Formati nel 1987, The Necks sono oggi una delle band di culto mondiali. Trio composto da Chris Abrahams al piano, Tony Buck alle percussioni e Lloyd Swanton al basso, incarnano un senso musicale che ha pochissimi metri di paragone. Il trio ha trascorso oltre 30 anni a perfezionare uno strano senso di movimento. Attingendo alle tradizioni intersecanti del jazz, dell’improvvisazione e della musica ambient, ha creato una musica ultra-minimale così ossessionata dalla ripetizione che può sembrare di stare fermi. Il New York Times li ha definiti “il più importante trio al mondo”.
La loro musica è talmente unica da non avere catalogazione. Sembra jazz ma non lo è, sembra minimalismo ma è decisamente più di questo, sembra ambient ma ne ricalca solo qualche suggestione. E’ musica contemporanea colta, ma che ha un’incredibile capacità di ammaliare e affascinare in modo diretto. The Necks sono la miglior band al mondo nel suonare questa musica, e questa musica la suonano solo loro. Sicuramente è dal vivo che danno il meglio, nonostante i molti album pubblicati siano tutti di livello eccelso.
Solitamente iniziano a suonare una figura melodica e ritmica di base, e poi continuano per un’ora, introducendo gradualmente microscopici cambiamenti e variazioni. Alcuni critici li hanno paragonati a gruppi Krautrock come Can e Faust. Altri trovano somiglianze nelle opere di compositori minimalisti come LaMonte Young, Tony Conrad e persino Philip Glass. La band è stata descritta come rivoluzionaria contro la tradizione nell’ultimo quarto di secolo, soprattutto occupando gli spazi tra le posizioni accettate e rifiutando ostinatamente di obbedire alle regole del genere.
Ogni performance dei Necks inizia con una pagina bianca che uno del trio inizierà a riempire per dare inizio al viaggio.

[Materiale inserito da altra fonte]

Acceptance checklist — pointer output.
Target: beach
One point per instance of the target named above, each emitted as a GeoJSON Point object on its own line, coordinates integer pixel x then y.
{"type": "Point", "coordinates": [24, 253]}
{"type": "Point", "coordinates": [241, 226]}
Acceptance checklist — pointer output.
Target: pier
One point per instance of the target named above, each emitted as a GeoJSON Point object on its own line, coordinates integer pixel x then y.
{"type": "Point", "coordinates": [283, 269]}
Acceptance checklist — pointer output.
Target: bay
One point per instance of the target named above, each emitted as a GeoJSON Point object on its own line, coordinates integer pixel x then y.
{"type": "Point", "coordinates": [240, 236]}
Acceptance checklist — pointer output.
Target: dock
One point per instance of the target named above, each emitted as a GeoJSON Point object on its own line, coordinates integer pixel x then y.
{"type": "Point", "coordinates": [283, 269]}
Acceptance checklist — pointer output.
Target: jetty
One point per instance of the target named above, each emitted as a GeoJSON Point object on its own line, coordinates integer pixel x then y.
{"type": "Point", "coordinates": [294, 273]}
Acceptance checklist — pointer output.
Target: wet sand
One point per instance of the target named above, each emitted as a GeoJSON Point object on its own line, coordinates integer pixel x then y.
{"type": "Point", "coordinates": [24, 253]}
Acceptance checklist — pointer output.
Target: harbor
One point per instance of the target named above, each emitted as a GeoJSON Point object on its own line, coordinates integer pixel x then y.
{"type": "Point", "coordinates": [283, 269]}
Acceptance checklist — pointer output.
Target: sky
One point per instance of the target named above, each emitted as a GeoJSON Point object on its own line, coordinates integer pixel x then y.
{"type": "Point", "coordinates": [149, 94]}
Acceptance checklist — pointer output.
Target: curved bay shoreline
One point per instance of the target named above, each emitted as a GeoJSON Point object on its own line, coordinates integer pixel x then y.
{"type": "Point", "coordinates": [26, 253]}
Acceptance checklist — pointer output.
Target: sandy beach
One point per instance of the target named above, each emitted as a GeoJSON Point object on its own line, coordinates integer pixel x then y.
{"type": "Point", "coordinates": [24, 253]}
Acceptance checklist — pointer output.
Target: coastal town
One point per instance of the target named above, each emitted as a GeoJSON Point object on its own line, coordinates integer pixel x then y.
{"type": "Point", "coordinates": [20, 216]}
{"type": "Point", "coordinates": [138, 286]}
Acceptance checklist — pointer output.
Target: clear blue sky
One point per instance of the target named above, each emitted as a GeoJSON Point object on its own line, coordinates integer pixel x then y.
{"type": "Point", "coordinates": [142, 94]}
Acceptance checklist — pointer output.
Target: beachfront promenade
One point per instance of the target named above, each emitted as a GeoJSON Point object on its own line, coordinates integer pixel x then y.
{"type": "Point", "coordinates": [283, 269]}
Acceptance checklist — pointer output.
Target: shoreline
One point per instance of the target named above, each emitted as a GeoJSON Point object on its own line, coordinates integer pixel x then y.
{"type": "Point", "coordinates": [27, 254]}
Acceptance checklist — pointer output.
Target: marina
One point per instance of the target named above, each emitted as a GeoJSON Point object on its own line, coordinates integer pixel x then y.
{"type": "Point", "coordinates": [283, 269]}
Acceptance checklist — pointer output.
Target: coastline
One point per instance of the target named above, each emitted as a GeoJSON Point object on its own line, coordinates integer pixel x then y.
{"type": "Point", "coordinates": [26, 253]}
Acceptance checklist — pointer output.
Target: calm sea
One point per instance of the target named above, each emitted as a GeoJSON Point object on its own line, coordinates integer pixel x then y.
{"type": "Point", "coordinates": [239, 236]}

Non ci sono regole, né accordi su chi prenderà il comando e su come si evolverà il discorso. Gli unici criteri che si applicano sono quelli dei loro standard impeccabilmente elevati. Uno alla volta, entrano nella composizione con i loro contributi: tutti e tre gli esecutori sono indipendenti ma intrecciati. Mentre il “pezzo” si costruisce attraverso sottili micro-cambiamenti, l’interazione dei loro strumenti crea strati di armoniche e lavaggi prismatici del suono che portano alcuni ad applicare l’etichetta di genere “trance jazz”.
Ogni spettacolo dei Necks è un’esperienza fuori dall’ordinario. I Necks fanno sprofondare gli ascoltatori in un tipo di profondità psicologica violenta che pochi altri gruppi riescono a raggiungere.
L’esperienza di un live dei Necks è catartica e sconvolgente e non è mai uguale a se stessa.
Assistere ad un concerto di questo incredibile trio significa abbandonare quel che si riteneva ovvio sull’ascolto e sul senso di concerto e immergersi corpo e membra in un’atmosfera talmente distante dall’abituale da risultare liberatoria e purificante.
Nessun altro gruppo riesce a raggiungere un’area sonora lontanamente simile, quasi come se la loro musica fosse disincarnata dal tocco umano convenzionale, arrivando da una qualche fonte astratta sconosciuta.
Ha scritto il Times di Londra: “È abbastanza sicuro dire che nessun altro gruppo al mondo suona come i Necks… straordinaria empatia e disciplina”.
Per il Guardian: “Producono un’esperienza sonora post-jazz, post-rock, post-tutto che ha pochi paralleli o rivali. Possono insegnarci ad ascoltare in modo nuovo, ma comunicano allo stesso tempo un’energia e un calore feroci. La loro musica è un viaggio emozionante ed emotivo verso l’ignoto. Come vedere un mondo in un granello di sabbia, i Necks ci permettono di ascoltare un intero nuovo mondo musicale in una scheggia di suono”.
Scrive il Financial Times: “Come tre musicisti possano suonare come diciotto è un mistero… dall’ensemble emergono suoni straordinariamente magici… il modo in cui i Necks fanno questo con gli strumenti acustici è a dir poco miracoloso”.
Quel che fanno è inspiegabile, inclassificabile e irraggiungibile, a meno che non siate loro.
Un concerto unico, immancabile, un’esperienza assoluta.